Sì, è stata grande Italia. E il primo a gioire davanti alla Tv è stato Alberto Cova, grande, grandissimo ex mezzofondista di origini lariane (è nato a Inverigo, nel Comasco), campione olimpico dei 10.000 metri nel 1984 ai Giochi di Los Angeles, oro agli Europei di Atene del 1982 e campione mondiale a Helsinki l’anno successivo.

“Che dire, sono stati tutti bravissimi - è il suo primo commento pochi minuti dopo la conclusione della finale della 4x400, con ancora negli occhi lo sprint da brividi dell’ultimo frazionista e il successo a spese della Gran Bretagna - e la nostra Nazionale merita soltanto complimenti”.

Non è sorpreso più di tanto, Cova, delle bellissime prestazioni degli azzurri a Birmingham. “Me le aspettavo - afferma - perché già da qualche anno il movimento dell’atletica azzurra è molto cresciuto, sia a livello individuale sia di squadra. E’ una maturazione anche tecnica costante, quella della Nazionale italiana, con i nostri portacolori capaci di farsi valere su ogni pista e di esprimere valori importanti. Le 24 medaglie degli Europei di Roma di due anni fa, del resto, non erano e non potevano essere un caso, ma è bello constatare che accanto ai nostri più affermati talenti si fanno avanti giovani di belle speranze. Basti pensare alle medaglie vinte a Birmingham da alcuni nostri outsider, testimonianza di un efficace lavoro di squadra che ha generato una Nazionale fortissima”.

Elogia gli atleti, in primis, Alberto Cova. Ma riconosce il giusto merito anche ai tecnici, “che fanno evidentemente un eccellente lavoro e che crescono e si evolvono proprio insieme agli atleti”.

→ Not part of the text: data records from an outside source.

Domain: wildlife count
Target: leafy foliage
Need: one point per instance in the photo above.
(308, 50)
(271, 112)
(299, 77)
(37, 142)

Non ama fare paragoni con il passato, il grande ex mezzofondista, che dall’82 al ’90 fu anche primatista italiano dei 5.000 metri e che è stato tra i primi e più convinti testimonial di “Casa don Guanella” e del progetto portato avanti a Valmadrera dalla comunità educativa di Lecco e sfociato nella realizzazione di “Cascina don Guanella”. “Nell’atletica come del resto in ogni altro sport - dice - non si possono mettere a confronto le prestazioni di un campione del passato con quelle di un protagonista ai massimi livelli dei giorni nostri. L’atletica, come altre discipline sportive, è cambiata. Sono cambiate le tecniche, le velocità, i metodi di allenamento. Ai miei tempi, poi, c’erano più turni eliminatori, insomma era un’atletica diversa”.

Infine uno sguardo al futuro. L’anno prossimo ci saranno a Pechino i Mondiali, poi nel 2028 le Olimpiadi di Los Angeles. “Abbiamo 3 o 4 atleti che possono eccellere anche in quelle competizioni e addirittura puntare all’oro - conclude Cova - anche se l’asticella si alzerà ulteriormente e il livello dei pretendenti al podio altissimo, ma l’Italia dell’atletica sta bene e credo che ci toglieremo belle soddisfazioni”.